Fixing code for bounding boxes


(Erik Gaasedelen) #1

I have been trying to implement a system for training bounding boxes for my own projects, but was having trouble because the code breaks whenever a bounding box isn’t present or has been pushed off the image by a transformation.

I have fixed this and can now show batches, and the tests pass as well. But I’m getting lost in all the processors and ItemLists, and I haven’t had time to reason why I have reached some of the errors I have. I guess I’d like some code review for what I’m doing to make sure the logic makes sense.

The first problem was with ImageBBox’s create method. When there is just one bounding box, bboxes are supplied as an np.array with an object and list as its sole element. This caused problems later with collation. The solution was just to be an intermediate and enforce that bounding boxes were indeed floating point numpy array. It is unclear to me why the tiny pascal example worked while a separate dataset with same formatting did not.

Next there was a problem with ImageBBox’s data property. When there is no valid bounding box, the labels become empty. In my case I forced it to take on a value of tensor([0]). This feels wrong, but it seems to work fine for me because categories are labeled starting at 1, so 0 worked as an okay dummy value.

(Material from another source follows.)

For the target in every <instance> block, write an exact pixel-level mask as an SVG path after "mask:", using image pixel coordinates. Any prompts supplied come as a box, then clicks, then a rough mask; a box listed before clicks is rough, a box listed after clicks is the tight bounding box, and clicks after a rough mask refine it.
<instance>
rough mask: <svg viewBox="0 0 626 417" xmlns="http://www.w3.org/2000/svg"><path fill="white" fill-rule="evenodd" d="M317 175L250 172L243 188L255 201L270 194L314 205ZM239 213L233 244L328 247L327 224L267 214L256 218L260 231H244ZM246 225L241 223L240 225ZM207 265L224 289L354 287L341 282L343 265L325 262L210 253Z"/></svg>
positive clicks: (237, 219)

Last was a problem with bb_pad_collate which fail if there are missing bounding boxes. My solution was just to populate the bounding box with zeros if there was data provided.

Ideally, having to pass in dummy values shouldn’t be there, but for now this is working for me. But does anyone have suggestions on how to go about improving on this? I’ve spent some time exploring the different ItemLists and trying to follow the logic. Maybe someone can point me to a forum post where this can help make this clearer for me.


#2

Erik, do you have an example of the format of the labels for a bounding box problem?

As to your dummy value problem. Couldn’t you just not include the sample if bbox size is 0?

remove_rows = []
for i, s in enumerate(samples):
  bbs, lbls = s[1].data
  if bbs.size(0) == 0:
    remove_rows.append(i)
  else:
    imgs.append(s[0].data[None])
    bboxes[i, -len(lbls):] = bbs
    labels[i, -len(lbls):] = lbls
# remove rows from bboxes and labels using the remove_rows list
good_rows = torch.LongTensor([r for r in range(bboxes.size(0)) if r not in set(remove_rows)])
bboxes, labels = bboxes.index_select(0, good_rows), labels.index_select(0, good_rows)

return torch.cat(images, 0), (bboxes, labels)